Backbeat looks at both sides of living. Its drama is created from life and death, frustration, anger, desperation and overwhelming failure as well as success. When John Lennon (Andrew Knott) brings Stu into the group, it is to the dismay of Paul (Daniel Healy), George (Daniel Westwick) and Pete Best (Oliver Bennett), as Stu has no musical talent, he cannot even play the guitar. The relationship between Stu and John is a tight one from the start, but just how close they are is shrouded in mystery. After playing months in deplorable conditions, six hours a night in the underground Hamburg club with sex, prostitutes and drugs as openly available as in a brothel, Stu is introduced to a new fan, pretty German photographer Astrid (Leanne Best) and sparks immediately fly. Stu's own desire to pursue art classes, his deeply evolving love for Astrid, and his love for John, his main reason for being a Beatle, all come into conflict. In the meantime, the Beatles are playing other people's music, with merely a glimmer of their own unique style that eventually put them at the top. Personal struggles and group power struggles with Brian Epstein (Mark Hammersley) and others show a realistically downtrodden yet fascinating portrait of these days that were heretofore left unexplored.
The entire acting ensemble is super. Standout Blood is electric as the crude yet honest Stu Sutcliffe with the James Dean looks, so tortured within his art and with his personal affliction. His phenomenal love scenes with Best are brutally passionate. Best is a stunner as Astrid, the caring soul who acts as go-between with Stu and John. Knott is equally dynamic as the workaholic, in his desperate pursuit for the group's success, all the while concealing his real feelings for Stu, until the bitter end. Praise to all those remaining in the 19-member cast, who, under David Leveaux's meticulously slick and coherent direction and fluid theatrical staging, work brilliance, many called upon to play more than one role.

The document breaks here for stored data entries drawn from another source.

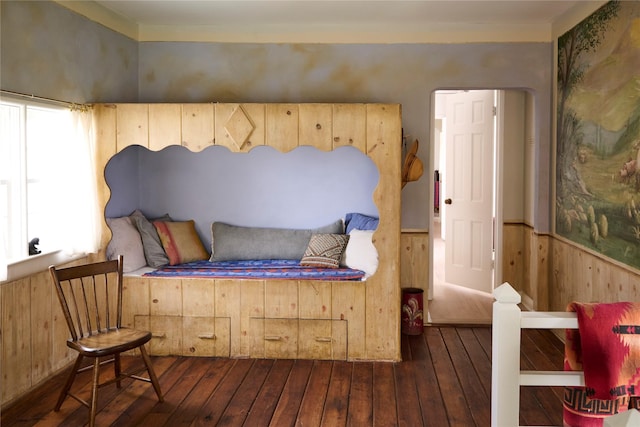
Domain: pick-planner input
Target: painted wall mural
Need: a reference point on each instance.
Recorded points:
(598, 132)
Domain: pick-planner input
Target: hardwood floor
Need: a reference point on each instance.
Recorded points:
(444, 380)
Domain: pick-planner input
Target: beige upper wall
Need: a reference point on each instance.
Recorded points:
(362, 33)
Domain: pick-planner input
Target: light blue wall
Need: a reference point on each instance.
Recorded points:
(50, 52)
(305, 188)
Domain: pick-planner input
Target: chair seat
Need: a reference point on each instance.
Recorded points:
(109, 342)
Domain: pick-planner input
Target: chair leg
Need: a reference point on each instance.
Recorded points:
(94, 392)
(152, 374)
(67, 385)
(117, 369)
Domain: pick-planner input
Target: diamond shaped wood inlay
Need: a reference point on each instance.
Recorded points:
(239, 127)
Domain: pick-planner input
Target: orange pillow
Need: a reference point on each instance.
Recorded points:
(180, 241)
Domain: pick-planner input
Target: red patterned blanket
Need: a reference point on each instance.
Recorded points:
(606, 346)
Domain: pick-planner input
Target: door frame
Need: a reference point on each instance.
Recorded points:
(498, 186)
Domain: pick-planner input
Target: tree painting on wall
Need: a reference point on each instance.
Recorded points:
(598, 132)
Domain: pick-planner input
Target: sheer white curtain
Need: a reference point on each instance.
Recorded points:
(3, 258)
(79, 212)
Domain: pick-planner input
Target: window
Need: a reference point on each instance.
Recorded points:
(45, 171)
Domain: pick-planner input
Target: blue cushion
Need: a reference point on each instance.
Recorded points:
(360, 221)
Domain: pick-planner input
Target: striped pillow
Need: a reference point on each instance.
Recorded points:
(325, 250)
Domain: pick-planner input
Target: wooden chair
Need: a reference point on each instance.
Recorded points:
(91, 299)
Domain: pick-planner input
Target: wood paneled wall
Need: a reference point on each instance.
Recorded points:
(374, 129)
(33, 334)
(552, 271)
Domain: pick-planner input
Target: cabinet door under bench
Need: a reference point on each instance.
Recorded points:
(206, 336)
(299, 338)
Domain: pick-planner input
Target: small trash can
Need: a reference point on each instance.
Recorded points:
(412, 318)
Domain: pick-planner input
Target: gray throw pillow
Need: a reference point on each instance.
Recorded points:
(232, 242)
(153, 250)
(125, 241)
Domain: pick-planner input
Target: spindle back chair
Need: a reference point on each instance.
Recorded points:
(91, 300)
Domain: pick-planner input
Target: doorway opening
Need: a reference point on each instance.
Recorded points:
(467, 162)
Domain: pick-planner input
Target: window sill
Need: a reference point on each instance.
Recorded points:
(37, 264)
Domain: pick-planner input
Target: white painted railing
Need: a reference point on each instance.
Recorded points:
(506, 376)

Backbeat is not a reenacted collection of the Beatles' greatest hits as is the revue Rain. It is, as I mentioned earlier, a drama with music, and as such incorporates all music from the early sixties that the Beatles sang, mostly songs that were recorded by other artists. Highlights include: "Johnny Be Good", "Good Golly Miss Molly", "A Taste of Honey", "That Happy Feeling", "Twist and Shout", "My Bonnie" and also their first hits "PS I Love You" and "Love Me Do". One scene where the latter is being created by John and Paul is tingling to watch, especially for fans like me who grew up with Beatles' music.